Using Force Decks to Monitor Readiness
Force decks are more than a testing tool — they’re a feedback loop we use to adjust strategy in real time.
What We Track:
- CMJ Height, Impulse, RSI-mod — for neuromuscular readiness
- Left-Right Asymmetries — especially post-travel
- Velocity Trends — to spot fatigue or freshness across the roster
What That Tells Us:
- High-minute guys may need more recovery or light CNS primers.
- Low-minute guys often benefit from added stimulus to stay sharp.
This intel informs everything we do — from the band circuit to post-game lifts.
50–60 Minutes Before Tipoff: Team Dynamics on the Baseline
This block is fast, fluid, and focused:
- Traveling General Mobility
Active mobility drills and tissue “systems check.” - Light Tier Plyometrics
Multi-directional jumps to engage the stretch-shortening cycle. - Deep Tier Plyometrics
Full-range, low-impact jump patterns to prep tendons. - Sprint Builds
Low-dose linear work to tune acceleration and deceleration.
This lets us inject sprint and plyometric work we might otherwise miss in a congested week.
🎥 Here’s a video snippet of our on-court microdose workout.
In-Season Strategy: Structured Lifts + Opportunistic Doses
We schedule at least one structured team lift per week.
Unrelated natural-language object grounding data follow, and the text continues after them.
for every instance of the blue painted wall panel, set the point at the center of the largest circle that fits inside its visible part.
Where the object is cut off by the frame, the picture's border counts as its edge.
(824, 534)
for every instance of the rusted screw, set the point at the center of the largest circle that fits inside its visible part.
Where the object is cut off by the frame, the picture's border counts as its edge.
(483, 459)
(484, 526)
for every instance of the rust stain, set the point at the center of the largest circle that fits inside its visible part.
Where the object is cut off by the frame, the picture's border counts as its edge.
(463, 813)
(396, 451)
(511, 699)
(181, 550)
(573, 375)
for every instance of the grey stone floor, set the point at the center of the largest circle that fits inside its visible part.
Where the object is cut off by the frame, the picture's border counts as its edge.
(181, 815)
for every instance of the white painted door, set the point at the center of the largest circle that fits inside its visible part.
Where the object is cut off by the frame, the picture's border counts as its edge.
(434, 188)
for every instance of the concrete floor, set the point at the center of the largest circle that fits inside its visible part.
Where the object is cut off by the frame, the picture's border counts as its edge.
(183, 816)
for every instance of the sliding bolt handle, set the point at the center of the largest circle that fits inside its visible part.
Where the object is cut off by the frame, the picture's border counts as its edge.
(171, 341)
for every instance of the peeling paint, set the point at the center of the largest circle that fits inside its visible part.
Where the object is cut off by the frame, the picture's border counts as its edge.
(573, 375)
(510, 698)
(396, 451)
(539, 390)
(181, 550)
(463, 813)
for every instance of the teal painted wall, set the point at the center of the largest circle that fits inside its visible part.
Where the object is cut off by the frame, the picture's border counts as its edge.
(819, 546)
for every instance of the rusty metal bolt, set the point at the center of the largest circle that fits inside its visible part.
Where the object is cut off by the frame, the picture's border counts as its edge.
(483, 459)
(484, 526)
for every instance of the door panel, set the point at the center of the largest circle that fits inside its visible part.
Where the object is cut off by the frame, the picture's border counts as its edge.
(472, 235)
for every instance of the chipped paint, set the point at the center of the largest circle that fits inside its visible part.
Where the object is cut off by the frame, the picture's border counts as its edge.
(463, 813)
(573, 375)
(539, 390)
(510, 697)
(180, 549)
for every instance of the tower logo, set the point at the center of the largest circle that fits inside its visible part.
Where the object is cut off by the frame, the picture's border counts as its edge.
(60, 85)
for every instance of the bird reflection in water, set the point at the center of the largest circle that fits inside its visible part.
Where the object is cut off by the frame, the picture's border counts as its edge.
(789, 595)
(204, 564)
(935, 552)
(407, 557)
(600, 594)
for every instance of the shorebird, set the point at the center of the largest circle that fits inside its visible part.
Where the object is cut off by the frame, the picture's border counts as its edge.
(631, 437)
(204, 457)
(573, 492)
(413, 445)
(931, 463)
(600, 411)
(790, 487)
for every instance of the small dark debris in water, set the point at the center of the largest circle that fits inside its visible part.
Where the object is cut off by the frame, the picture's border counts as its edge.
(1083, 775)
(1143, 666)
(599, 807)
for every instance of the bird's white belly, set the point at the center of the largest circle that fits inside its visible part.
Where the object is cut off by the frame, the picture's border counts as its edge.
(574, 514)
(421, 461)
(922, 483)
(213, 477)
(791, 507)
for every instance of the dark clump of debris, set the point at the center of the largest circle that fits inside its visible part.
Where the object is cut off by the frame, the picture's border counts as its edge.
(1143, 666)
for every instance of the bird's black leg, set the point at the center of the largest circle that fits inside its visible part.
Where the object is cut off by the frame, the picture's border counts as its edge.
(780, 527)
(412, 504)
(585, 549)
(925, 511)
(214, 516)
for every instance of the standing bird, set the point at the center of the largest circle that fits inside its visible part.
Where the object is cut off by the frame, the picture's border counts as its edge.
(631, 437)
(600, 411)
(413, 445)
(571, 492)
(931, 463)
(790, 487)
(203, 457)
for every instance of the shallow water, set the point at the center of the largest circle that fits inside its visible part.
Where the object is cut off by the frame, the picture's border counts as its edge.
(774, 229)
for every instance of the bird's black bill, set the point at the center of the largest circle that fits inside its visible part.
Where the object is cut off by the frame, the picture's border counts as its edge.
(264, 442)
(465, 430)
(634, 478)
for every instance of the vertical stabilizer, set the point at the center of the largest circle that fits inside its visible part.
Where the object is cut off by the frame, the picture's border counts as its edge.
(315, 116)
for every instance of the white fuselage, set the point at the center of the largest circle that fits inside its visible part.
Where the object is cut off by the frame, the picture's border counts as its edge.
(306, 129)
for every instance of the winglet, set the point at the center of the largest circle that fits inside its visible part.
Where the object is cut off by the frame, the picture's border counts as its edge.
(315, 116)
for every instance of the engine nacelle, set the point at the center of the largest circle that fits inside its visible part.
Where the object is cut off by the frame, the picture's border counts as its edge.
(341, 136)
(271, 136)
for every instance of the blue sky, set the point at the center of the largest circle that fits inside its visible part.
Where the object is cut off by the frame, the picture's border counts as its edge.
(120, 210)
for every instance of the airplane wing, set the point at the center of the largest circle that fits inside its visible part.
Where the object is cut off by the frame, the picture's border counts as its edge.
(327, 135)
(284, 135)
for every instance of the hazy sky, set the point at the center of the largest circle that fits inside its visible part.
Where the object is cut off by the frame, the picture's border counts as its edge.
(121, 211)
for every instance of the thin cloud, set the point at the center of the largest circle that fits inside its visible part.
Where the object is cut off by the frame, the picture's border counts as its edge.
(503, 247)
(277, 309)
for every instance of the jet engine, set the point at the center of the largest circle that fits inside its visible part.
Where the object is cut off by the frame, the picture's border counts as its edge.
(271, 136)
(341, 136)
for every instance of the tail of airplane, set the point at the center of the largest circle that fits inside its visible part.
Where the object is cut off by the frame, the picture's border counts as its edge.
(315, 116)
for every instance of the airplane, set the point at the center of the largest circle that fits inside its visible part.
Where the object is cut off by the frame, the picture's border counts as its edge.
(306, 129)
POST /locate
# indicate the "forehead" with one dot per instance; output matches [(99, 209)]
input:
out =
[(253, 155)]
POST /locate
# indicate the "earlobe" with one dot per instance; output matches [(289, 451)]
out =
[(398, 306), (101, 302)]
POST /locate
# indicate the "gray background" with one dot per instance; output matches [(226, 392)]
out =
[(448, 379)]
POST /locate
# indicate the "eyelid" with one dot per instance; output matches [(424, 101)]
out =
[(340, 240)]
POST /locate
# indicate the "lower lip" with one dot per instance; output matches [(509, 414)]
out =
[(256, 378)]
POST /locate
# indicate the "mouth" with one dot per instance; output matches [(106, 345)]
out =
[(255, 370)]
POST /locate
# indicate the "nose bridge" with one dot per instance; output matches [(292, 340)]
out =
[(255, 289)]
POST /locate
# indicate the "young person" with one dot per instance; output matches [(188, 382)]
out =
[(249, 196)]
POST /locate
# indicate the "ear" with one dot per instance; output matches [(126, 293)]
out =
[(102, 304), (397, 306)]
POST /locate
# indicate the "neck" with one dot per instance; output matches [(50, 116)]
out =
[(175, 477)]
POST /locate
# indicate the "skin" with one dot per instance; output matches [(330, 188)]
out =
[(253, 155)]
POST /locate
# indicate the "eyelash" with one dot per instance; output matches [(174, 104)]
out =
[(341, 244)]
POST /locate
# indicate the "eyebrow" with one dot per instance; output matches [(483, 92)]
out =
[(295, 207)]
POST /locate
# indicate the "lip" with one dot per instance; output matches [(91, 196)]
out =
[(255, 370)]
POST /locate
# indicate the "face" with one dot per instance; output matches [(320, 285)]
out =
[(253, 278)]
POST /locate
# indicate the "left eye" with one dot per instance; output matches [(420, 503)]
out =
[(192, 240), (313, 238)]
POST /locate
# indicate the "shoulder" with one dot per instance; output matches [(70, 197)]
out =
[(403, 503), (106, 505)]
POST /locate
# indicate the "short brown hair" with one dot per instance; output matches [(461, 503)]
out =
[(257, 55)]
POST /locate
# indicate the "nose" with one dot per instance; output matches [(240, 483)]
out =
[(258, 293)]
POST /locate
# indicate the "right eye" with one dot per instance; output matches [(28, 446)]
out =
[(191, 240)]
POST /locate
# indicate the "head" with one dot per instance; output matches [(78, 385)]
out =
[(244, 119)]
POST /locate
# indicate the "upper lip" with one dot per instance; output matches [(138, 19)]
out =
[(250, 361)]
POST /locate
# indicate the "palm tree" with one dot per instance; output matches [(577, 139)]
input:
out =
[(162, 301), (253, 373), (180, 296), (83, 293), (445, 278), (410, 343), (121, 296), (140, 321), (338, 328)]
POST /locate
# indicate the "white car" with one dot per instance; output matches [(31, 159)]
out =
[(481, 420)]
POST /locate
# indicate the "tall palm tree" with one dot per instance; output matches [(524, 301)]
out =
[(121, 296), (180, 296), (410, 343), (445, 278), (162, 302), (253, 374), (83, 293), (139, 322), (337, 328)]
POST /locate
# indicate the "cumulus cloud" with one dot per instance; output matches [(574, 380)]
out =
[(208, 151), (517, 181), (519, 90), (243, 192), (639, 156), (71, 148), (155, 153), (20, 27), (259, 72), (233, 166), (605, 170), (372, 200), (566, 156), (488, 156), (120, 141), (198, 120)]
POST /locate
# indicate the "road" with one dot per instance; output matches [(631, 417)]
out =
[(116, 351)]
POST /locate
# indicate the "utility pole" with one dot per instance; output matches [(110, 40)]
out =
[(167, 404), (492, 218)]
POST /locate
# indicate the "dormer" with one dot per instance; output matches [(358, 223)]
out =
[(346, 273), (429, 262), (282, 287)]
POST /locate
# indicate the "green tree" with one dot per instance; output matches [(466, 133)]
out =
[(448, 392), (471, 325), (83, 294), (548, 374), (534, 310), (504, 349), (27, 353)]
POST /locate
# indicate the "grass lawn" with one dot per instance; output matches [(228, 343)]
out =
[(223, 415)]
Usually:
- Moderate intensity
- Low volume
- Big rocks only
This is dependent on the game day-minus structure (e.g., G-1, G-2, etc.).
But we don’t stop there.
Game days are perfect for microdoses:
- Sprints
- Jumps
- Short-range exercises
- Full-range movement work
These keep players:
- Fast and springy
- Mentally switched on
- Prepared for late-season performance
For low-minute athletes, these sessions are even more critical. They need consistent exposure to maintain their edge.
Final Thoughts: If It Matters, Find a Way
Too often, in-season becomes passive.
But performance doesn’t pause just because it’s game week. It’s shaped by the microdoses, the movement exposures, and the intent you carry throughout the season.
With the Niagara River Lions, we treat every window — even 20 minutes before warm-up — as a chance to reinforce performance.
If it matters, find a way.
With the right data, a flexible system (it’s not perfect, trust me), and a mindset that training is possible, your athletes can stay game-ready, sharp, and resilient all season long.